Exhibitionism
For me, the last three weeks have been dominated by exhibitions, putting stands up, taking them down, standing staring blankly trying not to look bored. Being an exhibitor is a rotten job because you spend three days trying to convince yourself that this is all worthwhile, when all your doing is exposing yourself to the maddest people on earth.

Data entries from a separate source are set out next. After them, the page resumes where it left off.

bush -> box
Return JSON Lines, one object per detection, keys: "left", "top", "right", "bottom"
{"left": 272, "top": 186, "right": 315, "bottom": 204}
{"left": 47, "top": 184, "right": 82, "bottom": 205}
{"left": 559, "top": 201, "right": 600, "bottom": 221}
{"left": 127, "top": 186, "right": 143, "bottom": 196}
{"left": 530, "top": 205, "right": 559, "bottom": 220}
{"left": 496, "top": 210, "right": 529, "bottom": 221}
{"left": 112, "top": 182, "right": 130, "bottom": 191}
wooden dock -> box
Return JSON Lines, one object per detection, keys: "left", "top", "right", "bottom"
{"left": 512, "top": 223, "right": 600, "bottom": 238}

First up are the people wearing slightly obscured badges, all you can read is that they’re job title says “…ing Di…” and you hope beyond hope that this means they are Managing Director. Eventually they reveal themselves to be a “Catering Dining Room Assistant”. They turn up on the first day and are queuing outside before the doors are open. Their boss has sent them to the exhibition because it’s a day out and cheaper than training and a pay rise. Yet despite this rare freedom, they fear they will be found out if they saunter in at lunchtime having spent the morning on Oxford Street. They look around listen intently at the to what your telling them, give positive comments like “That would be good in our company” then when you ask if they want to set up a meeting they cackle wildly, turn red and say “Ooh my boss wouldn’t like that” and shuffle off. But not before they take one of each piece of promotional literature you have. They wear beige anoraks and are laden down with promotional plastic bags. You later see them having a coffee and a flapjack fretting they won’t be allowed to claim it on expenses.

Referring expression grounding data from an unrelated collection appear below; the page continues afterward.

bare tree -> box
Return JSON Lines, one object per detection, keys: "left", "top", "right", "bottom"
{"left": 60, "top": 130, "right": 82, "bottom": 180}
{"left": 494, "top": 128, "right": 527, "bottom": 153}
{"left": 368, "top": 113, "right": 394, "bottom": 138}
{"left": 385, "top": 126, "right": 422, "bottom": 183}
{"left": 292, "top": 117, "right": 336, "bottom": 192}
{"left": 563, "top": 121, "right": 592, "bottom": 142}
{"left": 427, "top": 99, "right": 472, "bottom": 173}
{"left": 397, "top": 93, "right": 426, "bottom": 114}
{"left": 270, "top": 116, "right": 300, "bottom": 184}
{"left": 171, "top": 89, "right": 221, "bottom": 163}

If you let your guard down you’ll find yourself turning and walking into a man invading your personal space by standing two inches from you. He will have a jet-black perm with silver grey sideburns. He is a magician/hypnotherapist/dolphin trainer who specialises in motivational and/or quit smoking techniques. He is about to sell to you. On your space, which you have spent in excess of £7000 to construct he spends twenty minutes convincing you he will help you give up smoking in seven days. Tell him you don’t smoke and he will insist he can help you start smoking in seven days, “or your money back”. He will always have a business card that says Flat 9a, Edgeware Road, which it will be above Carphonewarehouse.

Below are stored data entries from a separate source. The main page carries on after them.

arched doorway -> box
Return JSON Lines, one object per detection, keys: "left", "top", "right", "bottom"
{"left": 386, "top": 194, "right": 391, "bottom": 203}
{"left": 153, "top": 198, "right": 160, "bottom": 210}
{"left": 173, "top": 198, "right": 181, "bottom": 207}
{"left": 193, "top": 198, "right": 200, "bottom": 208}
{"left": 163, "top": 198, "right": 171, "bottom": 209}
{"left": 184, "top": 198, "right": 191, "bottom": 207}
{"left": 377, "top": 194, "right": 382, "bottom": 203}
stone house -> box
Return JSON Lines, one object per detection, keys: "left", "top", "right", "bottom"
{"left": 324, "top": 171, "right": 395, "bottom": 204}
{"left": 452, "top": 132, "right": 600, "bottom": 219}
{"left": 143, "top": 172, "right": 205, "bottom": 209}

Occasionally somebody apparently credible will come and talk to you. Sometimes they will reach into their pocket and before you know it you have a business card imbedded in your forehead. “Send me something to that” they say before disappearing off to maim someone else. Either that, or they will stop and ask what your business is about. “Well…” you say before they interject and spend an hour telling you that they’re doing something very ordinary “I’m recently redundant, er, an independent consultant who is specialising in helping people eat carrots” you nod “But I’m doing it a bit differently to most people” at this point your inner ear caves in and you can’t hear anything apart from “Revolutionary technique from America” and “Using computer simulations online”. All the while over his shoulder you can see the Bill Gates perusing your literature saying to his handmaiden “If I can talk to this guy I’m going to buy this for every single one of my employees and all my wives.”
At the end of long and busy show your mind turns to going home, and hey presto! the mad people turn up. Mostly they collect leaflets that they will sleep in. Others will draw you into a conversation, which is apparently making sense, until you realise they have teeth made of pegs, eyes that are different colours and ears growing upside down. Then the show closes and you cut them off mid sentence and turn and rip your stand down in a frenzy.
When you’ve finished and everything is packed up, you realise they are still standing there waiting for you to finish. Either that or you accidentally pack them up and find them back at the office running your IT system.